Do I need anything else? According to CAPM, no. (We can talk about international stocks, but the S&P 500 do business worldwide, and there are lots of details about the costs of diversification etc.)

But how much do I put in each? That's a research question. But there is plenty of advice on this one question, and it doesn't cost you anything.

What about taxes? That's between you and the IRS. But sign up for a 401(k), maximize it, put as much into an IRA as you can, consider carefully the Roth IRA, think about which bonds you want to hold, and don't trade!

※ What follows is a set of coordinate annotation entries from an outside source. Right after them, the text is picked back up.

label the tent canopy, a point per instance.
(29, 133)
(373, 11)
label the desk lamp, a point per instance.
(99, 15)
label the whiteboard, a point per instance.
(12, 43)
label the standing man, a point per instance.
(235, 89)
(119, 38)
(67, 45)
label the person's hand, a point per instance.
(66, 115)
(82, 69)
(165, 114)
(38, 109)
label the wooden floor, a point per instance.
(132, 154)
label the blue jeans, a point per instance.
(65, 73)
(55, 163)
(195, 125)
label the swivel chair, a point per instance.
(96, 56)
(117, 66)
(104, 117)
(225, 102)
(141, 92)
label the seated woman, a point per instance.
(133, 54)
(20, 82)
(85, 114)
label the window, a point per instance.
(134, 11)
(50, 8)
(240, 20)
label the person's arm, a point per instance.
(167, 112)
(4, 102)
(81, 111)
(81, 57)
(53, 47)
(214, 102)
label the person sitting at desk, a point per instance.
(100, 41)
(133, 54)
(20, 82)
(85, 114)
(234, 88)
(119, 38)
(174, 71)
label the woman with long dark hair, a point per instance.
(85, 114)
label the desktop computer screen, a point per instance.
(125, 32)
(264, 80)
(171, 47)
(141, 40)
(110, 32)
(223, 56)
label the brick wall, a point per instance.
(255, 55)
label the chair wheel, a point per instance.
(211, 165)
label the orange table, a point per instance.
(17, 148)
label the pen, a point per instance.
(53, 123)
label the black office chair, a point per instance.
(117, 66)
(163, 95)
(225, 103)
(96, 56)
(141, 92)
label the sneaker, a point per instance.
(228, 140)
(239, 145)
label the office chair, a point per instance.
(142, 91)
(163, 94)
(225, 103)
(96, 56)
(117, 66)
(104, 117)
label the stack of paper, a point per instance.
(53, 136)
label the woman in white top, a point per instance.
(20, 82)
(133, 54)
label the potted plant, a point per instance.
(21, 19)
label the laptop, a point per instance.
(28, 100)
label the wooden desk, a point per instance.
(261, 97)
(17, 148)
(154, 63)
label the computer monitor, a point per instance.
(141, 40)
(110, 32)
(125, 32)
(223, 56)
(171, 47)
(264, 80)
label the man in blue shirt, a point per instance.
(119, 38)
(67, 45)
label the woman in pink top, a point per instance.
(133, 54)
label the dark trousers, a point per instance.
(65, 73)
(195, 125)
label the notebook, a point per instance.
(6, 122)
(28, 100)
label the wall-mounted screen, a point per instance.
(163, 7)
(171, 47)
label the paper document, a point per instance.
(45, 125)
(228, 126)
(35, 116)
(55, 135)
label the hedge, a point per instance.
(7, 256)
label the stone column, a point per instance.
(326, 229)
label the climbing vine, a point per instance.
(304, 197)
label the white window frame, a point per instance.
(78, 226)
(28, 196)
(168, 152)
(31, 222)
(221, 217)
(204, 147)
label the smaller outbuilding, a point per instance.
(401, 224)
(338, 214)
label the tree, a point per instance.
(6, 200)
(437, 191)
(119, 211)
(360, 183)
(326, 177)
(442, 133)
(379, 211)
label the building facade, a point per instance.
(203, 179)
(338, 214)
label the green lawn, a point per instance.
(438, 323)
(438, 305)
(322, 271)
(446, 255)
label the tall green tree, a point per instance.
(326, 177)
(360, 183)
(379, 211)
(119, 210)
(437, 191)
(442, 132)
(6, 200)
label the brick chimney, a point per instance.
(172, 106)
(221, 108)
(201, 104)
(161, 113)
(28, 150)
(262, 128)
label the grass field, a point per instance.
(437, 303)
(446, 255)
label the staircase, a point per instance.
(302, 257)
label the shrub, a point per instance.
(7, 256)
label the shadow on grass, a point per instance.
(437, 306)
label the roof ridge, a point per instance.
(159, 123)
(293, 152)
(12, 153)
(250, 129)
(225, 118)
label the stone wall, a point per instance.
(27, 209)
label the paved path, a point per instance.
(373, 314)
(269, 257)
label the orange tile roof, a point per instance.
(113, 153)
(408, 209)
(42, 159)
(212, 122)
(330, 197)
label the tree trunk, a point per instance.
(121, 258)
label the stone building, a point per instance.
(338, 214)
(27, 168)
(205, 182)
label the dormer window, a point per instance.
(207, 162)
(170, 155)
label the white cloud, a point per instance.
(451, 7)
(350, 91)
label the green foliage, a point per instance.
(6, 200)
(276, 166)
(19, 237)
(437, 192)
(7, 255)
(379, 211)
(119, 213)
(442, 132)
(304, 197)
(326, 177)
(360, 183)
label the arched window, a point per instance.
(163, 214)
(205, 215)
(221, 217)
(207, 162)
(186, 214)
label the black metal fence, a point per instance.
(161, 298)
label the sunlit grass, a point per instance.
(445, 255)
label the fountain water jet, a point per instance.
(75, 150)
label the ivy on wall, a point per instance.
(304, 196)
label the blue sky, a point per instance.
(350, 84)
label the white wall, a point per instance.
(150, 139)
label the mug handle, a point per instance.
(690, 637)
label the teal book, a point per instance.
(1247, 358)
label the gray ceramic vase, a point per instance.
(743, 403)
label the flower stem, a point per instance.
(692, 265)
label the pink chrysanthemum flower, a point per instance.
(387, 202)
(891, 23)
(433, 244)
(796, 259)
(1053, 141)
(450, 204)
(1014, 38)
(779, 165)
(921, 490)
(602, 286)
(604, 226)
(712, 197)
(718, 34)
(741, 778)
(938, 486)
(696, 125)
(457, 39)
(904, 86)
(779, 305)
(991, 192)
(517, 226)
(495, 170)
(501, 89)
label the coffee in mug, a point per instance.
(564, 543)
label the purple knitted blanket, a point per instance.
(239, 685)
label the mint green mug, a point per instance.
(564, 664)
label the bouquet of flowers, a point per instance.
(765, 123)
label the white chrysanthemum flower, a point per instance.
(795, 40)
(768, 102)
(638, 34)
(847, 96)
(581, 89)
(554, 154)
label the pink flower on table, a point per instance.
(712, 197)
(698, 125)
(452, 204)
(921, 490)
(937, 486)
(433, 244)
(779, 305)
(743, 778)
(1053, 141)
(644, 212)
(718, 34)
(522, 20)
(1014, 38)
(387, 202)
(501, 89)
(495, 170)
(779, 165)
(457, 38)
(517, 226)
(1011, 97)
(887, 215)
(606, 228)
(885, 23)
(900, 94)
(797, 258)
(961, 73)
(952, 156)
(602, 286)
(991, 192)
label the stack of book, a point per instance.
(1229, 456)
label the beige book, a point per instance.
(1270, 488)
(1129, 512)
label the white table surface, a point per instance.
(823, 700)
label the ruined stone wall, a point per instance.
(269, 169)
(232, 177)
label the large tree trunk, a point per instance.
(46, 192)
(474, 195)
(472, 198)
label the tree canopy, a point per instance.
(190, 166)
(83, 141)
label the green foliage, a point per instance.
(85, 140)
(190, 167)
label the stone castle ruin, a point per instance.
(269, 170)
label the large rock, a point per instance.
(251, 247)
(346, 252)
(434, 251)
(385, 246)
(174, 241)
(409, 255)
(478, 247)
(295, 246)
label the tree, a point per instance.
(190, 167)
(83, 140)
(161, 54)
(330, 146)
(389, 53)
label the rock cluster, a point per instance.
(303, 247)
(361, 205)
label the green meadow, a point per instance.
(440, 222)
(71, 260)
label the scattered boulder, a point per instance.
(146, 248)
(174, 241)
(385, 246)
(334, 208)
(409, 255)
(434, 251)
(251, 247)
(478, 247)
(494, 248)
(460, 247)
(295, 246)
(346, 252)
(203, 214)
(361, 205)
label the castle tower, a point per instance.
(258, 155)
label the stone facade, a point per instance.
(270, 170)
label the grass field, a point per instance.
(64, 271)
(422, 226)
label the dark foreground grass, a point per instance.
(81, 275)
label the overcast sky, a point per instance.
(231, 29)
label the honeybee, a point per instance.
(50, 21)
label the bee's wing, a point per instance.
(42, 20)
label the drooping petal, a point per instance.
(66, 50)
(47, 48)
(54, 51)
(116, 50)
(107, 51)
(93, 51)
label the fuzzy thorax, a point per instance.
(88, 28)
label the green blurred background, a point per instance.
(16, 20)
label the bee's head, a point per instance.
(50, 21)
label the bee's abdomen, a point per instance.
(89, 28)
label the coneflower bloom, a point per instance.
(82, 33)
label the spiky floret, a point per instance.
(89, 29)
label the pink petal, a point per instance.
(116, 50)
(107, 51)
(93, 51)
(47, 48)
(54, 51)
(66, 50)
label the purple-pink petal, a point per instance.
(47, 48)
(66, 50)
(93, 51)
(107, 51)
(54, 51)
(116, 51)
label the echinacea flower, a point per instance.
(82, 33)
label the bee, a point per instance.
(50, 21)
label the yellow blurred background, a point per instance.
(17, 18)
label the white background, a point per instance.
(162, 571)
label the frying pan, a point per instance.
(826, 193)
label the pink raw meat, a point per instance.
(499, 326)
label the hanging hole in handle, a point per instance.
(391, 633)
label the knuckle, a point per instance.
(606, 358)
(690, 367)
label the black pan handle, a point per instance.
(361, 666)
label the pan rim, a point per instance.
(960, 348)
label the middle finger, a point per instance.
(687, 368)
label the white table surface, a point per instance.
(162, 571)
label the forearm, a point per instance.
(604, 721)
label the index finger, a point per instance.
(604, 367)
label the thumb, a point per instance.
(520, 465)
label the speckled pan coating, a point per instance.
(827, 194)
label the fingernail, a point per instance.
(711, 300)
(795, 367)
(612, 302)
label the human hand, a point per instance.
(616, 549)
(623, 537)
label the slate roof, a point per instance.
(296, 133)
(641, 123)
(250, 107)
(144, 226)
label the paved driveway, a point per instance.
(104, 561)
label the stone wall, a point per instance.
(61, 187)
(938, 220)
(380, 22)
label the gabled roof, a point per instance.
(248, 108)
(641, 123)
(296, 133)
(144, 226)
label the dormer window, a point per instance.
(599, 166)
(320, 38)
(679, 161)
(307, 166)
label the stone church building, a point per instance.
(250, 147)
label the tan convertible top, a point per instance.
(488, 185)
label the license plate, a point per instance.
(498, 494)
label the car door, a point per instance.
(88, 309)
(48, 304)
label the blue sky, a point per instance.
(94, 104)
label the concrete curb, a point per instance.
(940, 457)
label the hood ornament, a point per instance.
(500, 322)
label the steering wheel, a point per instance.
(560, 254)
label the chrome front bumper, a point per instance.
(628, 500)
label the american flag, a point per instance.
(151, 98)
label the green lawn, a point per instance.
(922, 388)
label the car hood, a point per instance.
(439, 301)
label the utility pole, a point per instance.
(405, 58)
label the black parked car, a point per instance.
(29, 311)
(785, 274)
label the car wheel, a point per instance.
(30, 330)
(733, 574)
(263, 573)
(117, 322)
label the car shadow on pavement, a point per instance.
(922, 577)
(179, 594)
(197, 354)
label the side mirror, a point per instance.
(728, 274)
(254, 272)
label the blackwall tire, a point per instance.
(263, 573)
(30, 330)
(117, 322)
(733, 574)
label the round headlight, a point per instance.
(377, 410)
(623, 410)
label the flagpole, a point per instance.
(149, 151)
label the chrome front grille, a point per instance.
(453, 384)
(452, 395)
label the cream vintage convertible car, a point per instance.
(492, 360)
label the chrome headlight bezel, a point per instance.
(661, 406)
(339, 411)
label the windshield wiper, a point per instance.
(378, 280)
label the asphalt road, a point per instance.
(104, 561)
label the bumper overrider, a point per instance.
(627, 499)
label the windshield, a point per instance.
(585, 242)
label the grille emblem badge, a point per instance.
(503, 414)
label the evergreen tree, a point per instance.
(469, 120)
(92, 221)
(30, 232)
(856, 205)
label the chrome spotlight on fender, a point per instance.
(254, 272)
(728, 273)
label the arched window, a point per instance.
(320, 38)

Don't trade? Don't trade: remember, you have competition. Trading hurts retail investors: it is expensive and they aren't good at it.

But I have a really good idea! Then work on Wall Street and risk someone else's money. Best part: you get paid either way.

But I want to change which mutual fund I hold to one that got more returns! Don't do it: the high returns don't last. Reversion to the mean is a powerful force.

I want to move to bonds as I get older! Still don't do it: you get taxed on the realized gains. It's easier to buy new then to sell old.

So what should I do? Think of your portfolio as one thing, and think about how to minimize taxes and fees as you go from where you are now to where you want to be. Then do it. But think first! Buying doesn't destroy the basis the way selling does, and overbalancing in tax-deferred accounts cancels out imbalanced non tax-deferred accounts.

------

Sources: http://www.vanguard.com/bogle_site/sp20051015.htm

http://online.wsj.com/article/SB10001424053111904583204576544681577401622.html

Buffet endorsing the index fund http://www.berkshirehathaway.com/letters/1996.html

http://johncbogle.com/wordpress/wp-content/uploads/2011/09/The-Professor-The-Student-and-the-Index-Fund-9-4-11.pdf

Similar sources exist everywhere. Ask your local economics professor what his investments are, and I will be willing to bet 10:1 odds that they are majority placed in an index fund.